UART Design and Programming

UART stands for "Universal Asynchronous Receiver Transmitter." For our purposes, it is a relatively simple device that illustrates the the nature of device controllers (DCs) in general.

A UART acts as the interface between an I/O bus and a serial device, such as a mouse or modem, which communicate with a computer one bit at a time. On a PC, there are two UARTs that connect to the COM1 and COM2 ports on the back of the computer.

The job of a UART is to accept bytes of data from the CPU 8 bits at a time (in parallel) and to transmit them one bit at a time (serially) to whatever device is plugged into its connector on the back of the computer. At the same time, it receives data bits serially from the device, which it assembles into bytes that the CPU reads in parallel.

UART and
CPU

Internally, a UART has several different registers that the CPU can read and write. The following table lists just a few of them. The left column lists the addresses the CPU uses to access these registers for a UART being used for COM1 in a standard PC.

Address	Name	Function
0x3F8	RBR	Read Buffer Register. The CPU reads data bytes from this register.
0x3F8	THR	Transmitter Holding Register. The CPU writes data bytes to this register.
0x3F9	IER	Interrupt Enable Register. The CPU writes a byte to this register to tell the UART when to generate interrupts. Individual bits within the byte indicate whether to generate an interrupt when the RBR is full, when the THR is empty, or when an error condition is detected.
0x3FA	IIR	Interrupt Identification Register. The CPU reads this register to find out why the UART generated an interrupt.
0x3FB	LCR	Line Configuration Register. The CPU writes bytes to this register to configure parameters like baud rate (the speed at which bits are sent and received) and parity (error checking) options.
0x3FD	LSR	Line Status Register. The CPU reads from this register to find out whether the RBR is full, whether the THR is empty, or whether an error condition has been detected.
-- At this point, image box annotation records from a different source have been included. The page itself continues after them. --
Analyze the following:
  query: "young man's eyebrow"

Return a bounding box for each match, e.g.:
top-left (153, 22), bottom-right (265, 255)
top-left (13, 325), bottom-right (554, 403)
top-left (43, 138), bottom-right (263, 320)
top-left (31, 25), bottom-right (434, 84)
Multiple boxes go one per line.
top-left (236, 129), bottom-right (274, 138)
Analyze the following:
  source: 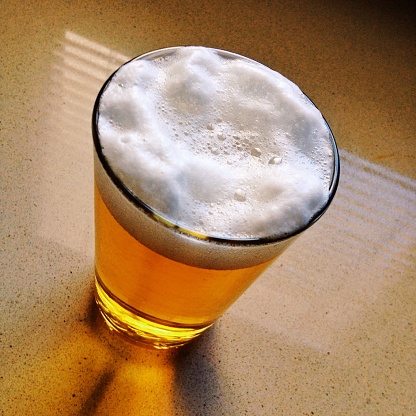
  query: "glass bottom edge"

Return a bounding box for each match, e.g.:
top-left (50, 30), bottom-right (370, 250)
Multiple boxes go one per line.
top-left (95, 274), bottom-right (213, 349)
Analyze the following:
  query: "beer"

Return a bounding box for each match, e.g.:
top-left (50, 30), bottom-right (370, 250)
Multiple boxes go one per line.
top-left (93, 48), bottom-right (338, 348)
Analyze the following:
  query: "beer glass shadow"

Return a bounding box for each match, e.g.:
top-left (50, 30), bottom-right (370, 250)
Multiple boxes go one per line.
top-left (174, 325), bottom-right (226, 416)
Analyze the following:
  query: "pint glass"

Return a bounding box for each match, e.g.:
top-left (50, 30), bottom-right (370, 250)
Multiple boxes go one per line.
top-left (92, 48), bottom-right (339, 349)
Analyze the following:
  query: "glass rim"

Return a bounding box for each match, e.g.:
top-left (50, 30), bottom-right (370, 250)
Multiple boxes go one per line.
top-left (92, 46), bottom-right (340, 246)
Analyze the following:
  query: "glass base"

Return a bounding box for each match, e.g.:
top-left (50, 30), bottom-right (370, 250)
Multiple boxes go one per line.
top-left (95, 275), bottom-right (212, 349)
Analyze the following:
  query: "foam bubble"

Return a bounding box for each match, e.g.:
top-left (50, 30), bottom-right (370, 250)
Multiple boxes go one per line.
top-left (98, 47), bottom-right (333, 238)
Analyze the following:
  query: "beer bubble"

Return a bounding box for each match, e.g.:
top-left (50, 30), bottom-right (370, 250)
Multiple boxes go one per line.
top-left (234, 189), bottom-right (246, 202)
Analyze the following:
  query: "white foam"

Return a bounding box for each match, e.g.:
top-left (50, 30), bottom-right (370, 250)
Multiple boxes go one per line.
top-left (98, 47), bottom-right (333, 238)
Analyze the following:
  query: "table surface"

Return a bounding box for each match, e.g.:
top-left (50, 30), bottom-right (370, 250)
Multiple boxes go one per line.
top-left (0, 0), bottom-right (416, 416)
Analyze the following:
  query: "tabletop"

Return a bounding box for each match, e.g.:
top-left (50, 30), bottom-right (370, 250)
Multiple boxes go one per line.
top-left (0, 0), bottom-right (416, 416)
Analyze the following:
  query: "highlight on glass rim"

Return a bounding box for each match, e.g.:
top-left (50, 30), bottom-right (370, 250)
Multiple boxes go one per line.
top-left (92, 47), bottom-right (339, 348)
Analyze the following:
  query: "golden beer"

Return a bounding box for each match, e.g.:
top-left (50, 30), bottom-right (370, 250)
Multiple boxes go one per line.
top-left (95, 184), bottom-right (282, 348)
top-left (93, 48), bottom-right (339, 348)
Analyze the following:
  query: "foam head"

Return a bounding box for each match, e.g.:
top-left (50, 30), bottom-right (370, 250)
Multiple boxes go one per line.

This table is far from complete, but it is accurate as far as it goes. The registers described here give us enough to work with so we can see how a Device Controller works.

To understand how a UART operates we also need to introduce two additional registers that are not in the table, and which the CPU cannot access directly. These are the shift registers connected to the R_x and T_x wires. The R_x shift register (R_x SR) is an 8 bit register that receives incoming serial data. When 8 data bits have arrived, the R_x SR is transferred in parallel into the 8-bit RBR. While waiting for the CPU to read from the RBR, the R_x SR can start receiving bits from the next input byte on the R_x line. Likewise, there is a T_x shift register (T_x SR) that gets loaded from the THR in parallel, and then shifts the bits out over the T_x wire one at a time. While the T_x SR is transmitting a byte, the CPU can write another data byte to the THR.

UART
Registers

Software Layers

The descriptions of the registers in the table above used phrases like, "the CPU reads ..." and "the CPU writes ...". Statements like this means that some software, called a Device Driver, executes the CPU's in and out ISA-level instructions. For example, the Intel Architecture instruction inb 0x3F8 would read a byte from the RBR of the COM1 UART into the CPU's "AL" register.
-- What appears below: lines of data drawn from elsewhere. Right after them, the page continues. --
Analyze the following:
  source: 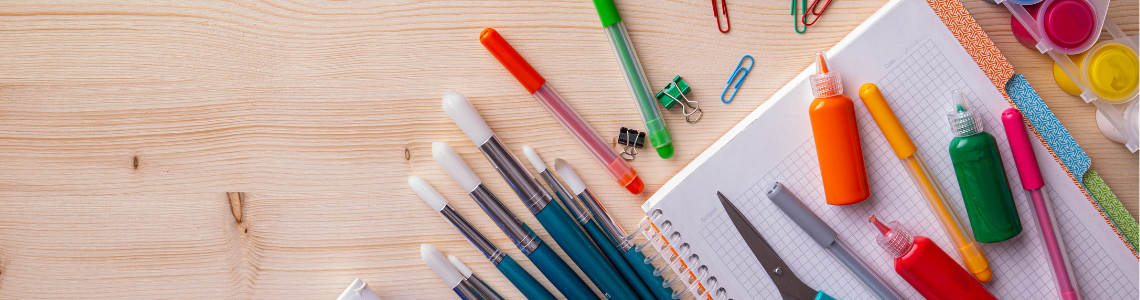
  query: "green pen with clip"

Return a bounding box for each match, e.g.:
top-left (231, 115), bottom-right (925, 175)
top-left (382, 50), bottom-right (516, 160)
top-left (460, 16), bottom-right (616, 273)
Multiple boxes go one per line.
top-left (594, 0), bottom-right (673, 159)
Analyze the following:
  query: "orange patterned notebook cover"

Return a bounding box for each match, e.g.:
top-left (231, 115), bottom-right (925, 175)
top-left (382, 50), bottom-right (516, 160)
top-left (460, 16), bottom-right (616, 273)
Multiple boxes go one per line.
top-left (927, 0), bottom-right (1140, 258)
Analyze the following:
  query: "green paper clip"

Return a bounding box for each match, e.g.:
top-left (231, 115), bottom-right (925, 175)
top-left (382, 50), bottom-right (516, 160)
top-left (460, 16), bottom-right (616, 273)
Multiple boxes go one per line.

Each Device Controller attached to the I/O Bus has its own Device Driver in the operating system. As the figure below indicates, the Device Driver is the lowest of several layers of software involved in I/O operations. At the top of the figure, a program (this could be a C or C++ program) has set up an array of bytes named inBuf and calls a function to read a string of characters into the array. We'll assume that the string the program reads consists of characters a user types on a keyboard that is connected to the R_x input line of a UART.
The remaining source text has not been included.